5人で狩りが終わりそろそろログアウトしようと思いつつホームエリアに入ると、目に入ったものの衝撃に、思わず足を止めてしまった。
「なんでこんなに速く進んでんだよ…」
「トウキ、お帰りー。どう?外装だけならほぼ出来たよ!」
俺が狩りに出る前には二階までしか出来ていなかった千日楼閣が、狩りに出かけた数時間の間に7階まで伸びていた。
「待て、これを15人でやるのは無理だろう。」
「あの後倍になりました!」
「30人も木工いるのか!?」
「凄いよね。でも僕達はあくまで建材を作ってるだけ。建設作業員はさらにその1.5倍はいるよ。しかもこれがほとんどトウキが生物錬成した人達なんだよ。お礼だってさ。」
やっぱり不死系の人達って親切な人多いよな。千日楼閣建築に協力してくれとは言ったが、正直ほとんどがバックレると思っていた。あれか、チュートリアルでの質問で系統が決まるから、同じような性格の人が集まるのかもしれない。VRゲームのプレイヤーはマナーの悪い人も結構いるけど、ここではほとんどいない気がする。これは第二陣が来る頃にはこの周辺が街になってるかもしれないな。

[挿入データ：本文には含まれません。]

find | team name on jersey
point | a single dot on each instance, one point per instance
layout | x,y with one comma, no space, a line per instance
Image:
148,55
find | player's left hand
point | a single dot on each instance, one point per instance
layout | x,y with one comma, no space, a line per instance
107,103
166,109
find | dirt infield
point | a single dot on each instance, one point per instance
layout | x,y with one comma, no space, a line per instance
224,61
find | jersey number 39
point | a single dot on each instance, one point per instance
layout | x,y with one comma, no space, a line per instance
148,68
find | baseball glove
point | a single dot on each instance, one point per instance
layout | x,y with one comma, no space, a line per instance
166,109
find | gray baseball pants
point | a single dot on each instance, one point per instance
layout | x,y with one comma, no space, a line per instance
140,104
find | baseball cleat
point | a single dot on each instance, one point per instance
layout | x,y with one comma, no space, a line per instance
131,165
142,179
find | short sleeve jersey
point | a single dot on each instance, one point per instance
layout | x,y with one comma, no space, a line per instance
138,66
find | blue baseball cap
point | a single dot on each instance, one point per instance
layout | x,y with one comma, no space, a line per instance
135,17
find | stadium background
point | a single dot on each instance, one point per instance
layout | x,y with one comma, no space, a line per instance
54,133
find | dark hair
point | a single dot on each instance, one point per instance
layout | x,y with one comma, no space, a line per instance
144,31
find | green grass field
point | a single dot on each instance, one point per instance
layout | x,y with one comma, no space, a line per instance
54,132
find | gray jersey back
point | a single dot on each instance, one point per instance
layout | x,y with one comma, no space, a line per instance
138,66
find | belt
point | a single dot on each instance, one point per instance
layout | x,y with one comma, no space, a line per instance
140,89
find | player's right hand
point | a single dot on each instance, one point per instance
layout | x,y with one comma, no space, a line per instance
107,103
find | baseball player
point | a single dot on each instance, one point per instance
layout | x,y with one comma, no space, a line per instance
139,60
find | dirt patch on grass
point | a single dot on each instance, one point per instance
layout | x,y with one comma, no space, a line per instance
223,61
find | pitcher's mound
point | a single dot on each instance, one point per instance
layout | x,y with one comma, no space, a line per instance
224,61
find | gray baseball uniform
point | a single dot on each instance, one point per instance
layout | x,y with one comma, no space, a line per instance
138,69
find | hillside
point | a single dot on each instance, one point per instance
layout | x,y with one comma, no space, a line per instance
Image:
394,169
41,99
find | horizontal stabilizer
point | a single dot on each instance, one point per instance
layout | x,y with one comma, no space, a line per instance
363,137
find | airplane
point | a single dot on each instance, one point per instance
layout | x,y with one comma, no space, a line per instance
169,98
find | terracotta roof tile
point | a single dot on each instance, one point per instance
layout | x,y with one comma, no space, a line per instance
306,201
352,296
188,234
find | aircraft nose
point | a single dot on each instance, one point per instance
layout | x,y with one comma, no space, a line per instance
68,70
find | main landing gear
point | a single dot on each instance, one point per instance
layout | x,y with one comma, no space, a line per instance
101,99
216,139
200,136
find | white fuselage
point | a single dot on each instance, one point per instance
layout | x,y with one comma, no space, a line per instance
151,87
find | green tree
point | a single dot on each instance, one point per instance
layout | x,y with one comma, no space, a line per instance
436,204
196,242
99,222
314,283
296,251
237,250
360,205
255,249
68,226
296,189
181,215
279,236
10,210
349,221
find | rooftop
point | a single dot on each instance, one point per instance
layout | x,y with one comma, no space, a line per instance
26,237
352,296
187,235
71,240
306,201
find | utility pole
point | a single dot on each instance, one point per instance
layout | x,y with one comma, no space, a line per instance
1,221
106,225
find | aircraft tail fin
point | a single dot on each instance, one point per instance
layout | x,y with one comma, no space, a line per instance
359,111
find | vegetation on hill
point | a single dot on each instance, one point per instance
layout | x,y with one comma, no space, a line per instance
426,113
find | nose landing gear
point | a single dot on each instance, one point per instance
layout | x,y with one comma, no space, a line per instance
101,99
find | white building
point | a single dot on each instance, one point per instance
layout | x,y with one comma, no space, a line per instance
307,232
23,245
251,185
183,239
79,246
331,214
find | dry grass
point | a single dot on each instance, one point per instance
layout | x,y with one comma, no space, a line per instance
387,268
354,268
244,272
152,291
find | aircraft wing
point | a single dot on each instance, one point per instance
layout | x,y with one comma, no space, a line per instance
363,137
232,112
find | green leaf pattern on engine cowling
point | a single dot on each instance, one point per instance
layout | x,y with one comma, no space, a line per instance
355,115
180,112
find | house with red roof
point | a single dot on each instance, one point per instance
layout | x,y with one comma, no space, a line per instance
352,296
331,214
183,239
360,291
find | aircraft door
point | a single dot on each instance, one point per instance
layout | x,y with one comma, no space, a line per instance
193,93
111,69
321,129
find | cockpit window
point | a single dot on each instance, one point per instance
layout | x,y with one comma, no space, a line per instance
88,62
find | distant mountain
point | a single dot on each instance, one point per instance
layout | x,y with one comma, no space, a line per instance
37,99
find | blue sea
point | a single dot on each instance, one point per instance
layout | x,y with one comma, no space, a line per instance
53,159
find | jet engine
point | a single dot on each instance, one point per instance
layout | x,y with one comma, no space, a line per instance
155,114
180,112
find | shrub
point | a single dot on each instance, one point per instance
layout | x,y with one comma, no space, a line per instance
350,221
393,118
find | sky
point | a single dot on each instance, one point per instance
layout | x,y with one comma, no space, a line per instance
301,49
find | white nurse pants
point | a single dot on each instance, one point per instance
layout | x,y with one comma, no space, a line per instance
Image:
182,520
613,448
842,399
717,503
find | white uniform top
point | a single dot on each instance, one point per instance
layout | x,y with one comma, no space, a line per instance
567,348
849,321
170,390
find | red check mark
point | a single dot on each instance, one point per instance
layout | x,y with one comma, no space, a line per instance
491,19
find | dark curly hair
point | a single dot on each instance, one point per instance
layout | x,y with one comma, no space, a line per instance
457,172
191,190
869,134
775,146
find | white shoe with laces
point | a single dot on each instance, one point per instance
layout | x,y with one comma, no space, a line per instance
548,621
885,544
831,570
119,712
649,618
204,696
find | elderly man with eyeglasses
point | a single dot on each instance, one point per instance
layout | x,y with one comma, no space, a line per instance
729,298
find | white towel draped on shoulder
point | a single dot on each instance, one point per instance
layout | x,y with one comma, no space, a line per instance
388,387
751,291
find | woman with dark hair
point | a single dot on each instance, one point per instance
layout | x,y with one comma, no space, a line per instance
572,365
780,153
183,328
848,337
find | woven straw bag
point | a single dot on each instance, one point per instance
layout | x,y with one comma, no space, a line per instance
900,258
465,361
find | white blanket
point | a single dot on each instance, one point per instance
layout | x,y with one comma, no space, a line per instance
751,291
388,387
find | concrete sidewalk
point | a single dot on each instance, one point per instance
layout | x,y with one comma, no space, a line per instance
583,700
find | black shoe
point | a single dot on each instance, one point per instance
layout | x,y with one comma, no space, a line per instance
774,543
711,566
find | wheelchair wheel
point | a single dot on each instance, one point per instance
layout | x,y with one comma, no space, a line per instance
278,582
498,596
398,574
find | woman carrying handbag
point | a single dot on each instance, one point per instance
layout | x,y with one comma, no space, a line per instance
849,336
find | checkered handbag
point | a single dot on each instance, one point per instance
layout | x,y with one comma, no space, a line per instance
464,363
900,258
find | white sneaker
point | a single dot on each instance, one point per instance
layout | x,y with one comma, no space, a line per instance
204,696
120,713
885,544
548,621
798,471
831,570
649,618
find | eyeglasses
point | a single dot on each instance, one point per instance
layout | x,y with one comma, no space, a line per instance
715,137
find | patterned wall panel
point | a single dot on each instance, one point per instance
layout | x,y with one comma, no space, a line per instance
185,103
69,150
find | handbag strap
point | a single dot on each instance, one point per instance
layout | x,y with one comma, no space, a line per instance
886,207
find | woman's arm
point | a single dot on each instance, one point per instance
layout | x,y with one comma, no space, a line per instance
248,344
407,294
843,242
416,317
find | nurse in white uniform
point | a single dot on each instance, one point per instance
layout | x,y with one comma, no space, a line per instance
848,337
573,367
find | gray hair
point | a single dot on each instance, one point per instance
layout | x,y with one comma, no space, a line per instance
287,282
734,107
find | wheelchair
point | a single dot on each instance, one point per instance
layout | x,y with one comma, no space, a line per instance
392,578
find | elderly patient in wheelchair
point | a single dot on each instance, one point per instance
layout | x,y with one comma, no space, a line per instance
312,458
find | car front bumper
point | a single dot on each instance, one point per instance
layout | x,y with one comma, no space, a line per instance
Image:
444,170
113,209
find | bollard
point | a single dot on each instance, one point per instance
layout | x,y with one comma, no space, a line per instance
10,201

「中はこれからなんだ。畳が欲しいなーとは思ってるんだけど、今は無理だね。後は光かな。提灯を使いたいんだけど。」
「提灯か。光苔じゃあ白すぎるか…いや、光苔を光源にするなら、それを覆う提灯自体を赤くすれば…」
「今その案で細工師達が提灯を制作中。他の生産スキル持ちもいろいろやってくれてる。」
それ聞いちゃうと俺も何かやんなきゃってなるな。
「わかった。俺は光苔を錬金術で改良できないか試してみるよ。あれそのままだと光弱いし、一晩しか保たないだろ。」
「助かるよ。因みに他の錬金術持ちはトウキが考えた木材を生産してくれてるよー。」
「そうか。結局建材はアレになったのか?」
「いや、壁にだけ使う。あれは硬いけど折れやすいから、支柱にするにはもう少し粘りのある木材の方が扱いやすいって話になった。」
「そうか。頑張ってくれ。」
「目標は2日後での完成だから、それまでに光源の件は何とかしてくれると助かるよ。」
「わかった。何とか間に合わせてみせる。」
「無理はダメだよー。」
コウと別れると、もう時間は10時になっていたのでログアウトした。
明日は平日なのだ。早く寝なければ。